You’ve probably heard of bitcoin, but you might be wondering what it is, how it works, and whether you should use it to buy anything. While the concept behind bitcoin may seem simple at first, there’s more to this cryptocurrency than meets the eye. If you’re interested in getting into bitcoin and want to learn more about this new currency and the ecosystem around it, then read on to find out 10 common myths about bitcoin and why they’re simply not true.
1) Bitcoin is used mostly by criminals

Bitcoin is one of the most popular forms of currency in the world. But it is also one of the most misunderstood. There are many myths surrounding the currency, but these are often blown out of proportion or have no basis in reality. From people losing bitcoins to bitcoin being used by criminals, these are some of the top ten myths about bitcoin debunked.
2) Bitcoin is not regulated
Bitcoin is not regulated by the government because it’s decentralized and peer-to-peer.
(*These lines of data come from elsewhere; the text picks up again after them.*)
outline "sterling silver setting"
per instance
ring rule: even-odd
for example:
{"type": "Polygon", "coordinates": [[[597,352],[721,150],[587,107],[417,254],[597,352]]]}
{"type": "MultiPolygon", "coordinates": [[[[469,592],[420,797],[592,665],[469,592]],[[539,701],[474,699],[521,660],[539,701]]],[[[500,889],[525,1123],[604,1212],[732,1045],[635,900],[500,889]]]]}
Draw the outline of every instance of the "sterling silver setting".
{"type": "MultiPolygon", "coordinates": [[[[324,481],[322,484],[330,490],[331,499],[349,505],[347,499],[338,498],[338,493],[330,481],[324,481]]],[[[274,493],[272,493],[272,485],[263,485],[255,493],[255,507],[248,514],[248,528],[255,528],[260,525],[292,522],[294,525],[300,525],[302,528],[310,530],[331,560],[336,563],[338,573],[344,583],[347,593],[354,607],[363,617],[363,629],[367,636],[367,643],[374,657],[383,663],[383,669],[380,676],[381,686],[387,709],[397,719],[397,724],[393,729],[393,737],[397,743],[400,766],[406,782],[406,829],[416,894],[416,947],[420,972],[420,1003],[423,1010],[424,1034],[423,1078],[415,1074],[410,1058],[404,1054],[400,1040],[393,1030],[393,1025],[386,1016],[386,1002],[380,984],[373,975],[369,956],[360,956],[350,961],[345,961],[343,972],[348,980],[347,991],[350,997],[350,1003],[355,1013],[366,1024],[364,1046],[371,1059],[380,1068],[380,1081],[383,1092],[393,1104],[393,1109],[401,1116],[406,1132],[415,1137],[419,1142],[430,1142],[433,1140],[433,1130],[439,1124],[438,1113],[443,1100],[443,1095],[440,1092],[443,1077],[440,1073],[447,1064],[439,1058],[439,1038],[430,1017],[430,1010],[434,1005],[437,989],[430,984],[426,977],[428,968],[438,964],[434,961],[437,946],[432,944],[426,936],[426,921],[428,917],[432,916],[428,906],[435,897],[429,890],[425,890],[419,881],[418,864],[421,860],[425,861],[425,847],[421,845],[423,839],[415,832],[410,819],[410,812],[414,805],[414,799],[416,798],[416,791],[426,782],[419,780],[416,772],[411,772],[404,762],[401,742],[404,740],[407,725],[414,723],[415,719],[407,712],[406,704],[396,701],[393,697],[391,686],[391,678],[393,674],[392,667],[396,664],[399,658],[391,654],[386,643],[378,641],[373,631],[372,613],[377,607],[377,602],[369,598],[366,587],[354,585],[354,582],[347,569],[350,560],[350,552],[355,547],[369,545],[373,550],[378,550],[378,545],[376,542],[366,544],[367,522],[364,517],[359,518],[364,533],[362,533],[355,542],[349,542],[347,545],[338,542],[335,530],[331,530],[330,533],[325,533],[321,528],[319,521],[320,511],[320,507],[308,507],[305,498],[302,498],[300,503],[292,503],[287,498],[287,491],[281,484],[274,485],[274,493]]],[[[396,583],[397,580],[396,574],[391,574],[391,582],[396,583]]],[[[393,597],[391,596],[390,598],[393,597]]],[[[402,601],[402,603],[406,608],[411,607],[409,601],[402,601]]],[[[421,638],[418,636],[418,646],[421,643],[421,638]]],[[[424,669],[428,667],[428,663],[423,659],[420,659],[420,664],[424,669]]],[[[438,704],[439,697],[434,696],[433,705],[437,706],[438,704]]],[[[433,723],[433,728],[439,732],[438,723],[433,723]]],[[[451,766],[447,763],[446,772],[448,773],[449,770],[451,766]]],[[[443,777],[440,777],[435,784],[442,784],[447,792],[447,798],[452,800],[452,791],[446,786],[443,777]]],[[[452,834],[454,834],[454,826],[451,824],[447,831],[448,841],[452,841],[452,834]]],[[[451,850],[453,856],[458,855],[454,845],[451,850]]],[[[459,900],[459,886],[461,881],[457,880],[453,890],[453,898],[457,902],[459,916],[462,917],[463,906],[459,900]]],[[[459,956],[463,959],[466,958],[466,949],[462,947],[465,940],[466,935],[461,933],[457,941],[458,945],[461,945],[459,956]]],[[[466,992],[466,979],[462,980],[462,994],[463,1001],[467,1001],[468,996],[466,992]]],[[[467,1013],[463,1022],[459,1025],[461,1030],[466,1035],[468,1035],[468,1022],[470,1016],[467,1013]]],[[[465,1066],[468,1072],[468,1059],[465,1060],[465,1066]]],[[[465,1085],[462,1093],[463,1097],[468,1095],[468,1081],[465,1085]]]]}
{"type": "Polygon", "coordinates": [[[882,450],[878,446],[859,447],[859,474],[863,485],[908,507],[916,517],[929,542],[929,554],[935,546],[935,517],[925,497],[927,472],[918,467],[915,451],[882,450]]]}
Bitcoin is not a fiat currency, meaning that it has no central issuing authority. The supply of bitcoins is mathematically limited to 21 million bitcoins and that can never change. This means that bitcoin cannot be inflated like a traditional currency.
3) Bitcoin is a ponzi scheme

There are many myths about bitcoin. It is not a ponzi scheme and it is not illegal in the United States. Many people think that if they use bitcoin then they will have their identity stolen, but there are ways to protect yourself when dealing with cryptocurrency. The most important thing to remember is that the information you share stays between you and the person who you are exchanging money with or goods with on a website like eBay or Amazon.
4) Bitcoin is not backed by anything
Bitcoin is not backed by anything, but it is still a currency. It’s just that there is no physical representation of the currency, unlike say the dollar. The way bitcoin works is that if I have one bitcoin and you give me another one, I now have two bitcoins. This type of currency has never existed before, which makes many people skeptical about its worth. But with the number of people using and trading in bitcoin increasing every day, this type of currency might be around for a long time!
5) Bitcoin is a bubble

Bitcoin is not a bubble, but instead a new technology that has the potential to change the world. It is hard to compare it to other investments because this technology is so different. But there are two key reasons why bitcoin isn’t a bubble: it’s decentralized and its supply is limited.
6) Bitcoin is too volatile
Bitcoin can be volatile, and much of this volatility comes from the fact that it is a young currency. When you put your money in bitcoin, you don’t know what the value will be tomorrow. This makes it hard to plan for the future.
That said, if you invest wisely and diversify your holdings, then there are ways to lower risk. In particular, by investing in other currencies or assets – such as gold – you can hedge against volatility and protect your portfolio.
7) Bitcoin is not scalable

Scalability is a major issue for bitcoin because of the block size limit. The current blocksize of 1MB can handle about 3 transactions per second. If the blocksize was increased to 2MB, that would allow for about 6 transactions per second and if it was increased to 8MB, it would allow for around 24 transactions per second.
8) Bitcoin uses too much energy
Bitcoin uses too much energy. It consumes more than most countries. That’s one of the top ten myths about bitcoin. The reality is that bitcoin mining requires a lot of computational power, but it doesn’t use any more electricity than a regular computer.
9) Bitcoin is a threat to the US Dollar

Bitcoin is not a threat to the US Dollar. There are many differences between the two, which includes the fact that Bitcoins will never be printed and they can’t be manipulated by a central bank. Bitcoins are created by people solving complex math problems and are limited to 21 million coins in total, which makes them deflationary. This means that as time goes on, their value increases.
10) Bitcoin is not anonymous
Bitcoin is not anonymous. The blockchain is a public ledger where all transactions are recorded and anyone can see who sent or received bitcoins from any bitcoin address. However, the identity of the user behind an address remains unknown until information is revealed during a purchase or in other circumstances.